On the fixed side, the industry saw a profusion of managed volatility indices added to contracts. Wink reports that 27 companies now offer some such an index. Several FIA carriers added or updated guaranteed lifetime withdrawal benefits (GLWBs) too.
In both trends, the effect was to make the fixed products attractive to customers who want more certainty and less risk with their annuity account values and their annuity payouts.
A specialized form of DIA — the qualifying longevity annuity contract (QLAC) — started hitting the streets for the first time in early 2015. This followed last year’s Department of Treasury regulations permitting purchase of these longevity annuities within individual retirement accounts and defined contribution retirement plans such as 401(k)s. When those regulations came out in July 2014, no such DIA even existed. But by November 2015, there were 11 carriers in this market, according to the LIMRA Secure Retirement Institute.
No industry sales data on QLAC sales has been published yet, but LIMRA is predicting that these sales will grow in 2016.
A word about DIAs in general (not just QLACs): Although actual sales in 2015 seem to be up and down, advisors definitely are working with the products. In the third quarter, for instance, 28 percent of advisor searches on the CANNEX income annuity database were for DIAs. That’s up from 24 percent one year earlier and from 12 percent the year before that. Moreover, searches on all types of income annuities on the database were up — by 24 percent — from the second quarter. This is significant because advisors do CANNEX searches when working with clients on income solutions.
In 2015, the annuity industry jumped into the fiduciary threat with both feet. It developed and sold products aimed at conservative buyers as well as those more interested in accumulation buildup. And it put a collective toe in the water on QLACs and DIAs, despite uncertainty about where these initiatives will go. So it was protecting, developing and risking at the same time.

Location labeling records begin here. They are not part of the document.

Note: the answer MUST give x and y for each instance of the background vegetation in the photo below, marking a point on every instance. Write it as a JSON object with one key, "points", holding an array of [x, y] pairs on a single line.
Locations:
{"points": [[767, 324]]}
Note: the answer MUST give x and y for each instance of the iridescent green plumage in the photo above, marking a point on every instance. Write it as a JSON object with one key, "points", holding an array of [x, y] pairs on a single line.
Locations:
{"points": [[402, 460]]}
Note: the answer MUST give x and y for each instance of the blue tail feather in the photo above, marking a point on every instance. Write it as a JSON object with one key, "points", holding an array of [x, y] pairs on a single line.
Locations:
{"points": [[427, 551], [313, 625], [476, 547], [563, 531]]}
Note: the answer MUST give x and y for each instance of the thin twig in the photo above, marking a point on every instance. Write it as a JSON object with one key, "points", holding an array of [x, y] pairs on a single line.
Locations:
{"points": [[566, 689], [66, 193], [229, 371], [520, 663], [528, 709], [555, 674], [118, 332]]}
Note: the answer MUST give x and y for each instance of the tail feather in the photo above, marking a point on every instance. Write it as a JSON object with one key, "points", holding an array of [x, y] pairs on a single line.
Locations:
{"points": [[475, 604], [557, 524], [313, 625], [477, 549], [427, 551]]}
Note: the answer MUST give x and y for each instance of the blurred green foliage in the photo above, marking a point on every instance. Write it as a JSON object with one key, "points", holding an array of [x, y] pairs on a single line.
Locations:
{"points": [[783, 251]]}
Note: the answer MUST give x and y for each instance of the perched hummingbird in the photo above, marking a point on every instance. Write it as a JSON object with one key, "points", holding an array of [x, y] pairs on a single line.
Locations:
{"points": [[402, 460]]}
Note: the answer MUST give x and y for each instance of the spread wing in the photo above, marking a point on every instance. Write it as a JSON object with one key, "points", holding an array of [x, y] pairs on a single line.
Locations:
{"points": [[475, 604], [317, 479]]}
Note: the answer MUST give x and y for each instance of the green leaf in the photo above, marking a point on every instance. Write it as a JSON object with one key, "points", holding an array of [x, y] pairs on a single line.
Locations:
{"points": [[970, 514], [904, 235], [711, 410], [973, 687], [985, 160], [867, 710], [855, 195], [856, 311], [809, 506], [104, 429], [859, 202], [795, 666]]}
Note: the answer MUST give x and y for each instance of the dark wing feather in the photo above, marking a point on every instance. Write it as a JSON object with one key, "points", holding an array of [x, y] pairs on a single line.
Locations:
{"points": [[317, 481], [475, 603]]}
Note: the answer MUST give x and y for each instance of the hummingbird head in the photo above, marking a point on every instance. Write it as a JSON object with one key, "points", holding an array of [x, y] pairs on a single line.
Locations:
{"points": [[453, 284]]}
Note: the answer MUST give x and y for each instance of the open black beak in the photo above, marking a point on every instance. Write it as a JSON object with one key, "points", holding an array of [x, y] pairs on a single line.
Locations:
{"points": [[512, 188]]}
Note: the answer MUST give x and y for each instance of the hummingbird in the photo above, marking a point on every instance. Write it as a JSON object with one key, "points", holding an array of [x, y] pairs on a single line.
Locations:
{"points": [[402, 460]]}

In a year-end report on the retirement industry including annuities, the Insured Retirement Institute acknowledged that as 2016 approaches, the industry still faces headwinds such as volatility, low interest rates and the proposed fiduciary ruling.
However, the report also said, “The demographics remain favorable as the population continues to age and consumers continue to become more cognizant of the extent to which they are responsible for generating their own income in retirement. This is a positive demand factor that should continue to create favorable business conditions and spur continued innovation in product design, helping to offset some of the headwinds.”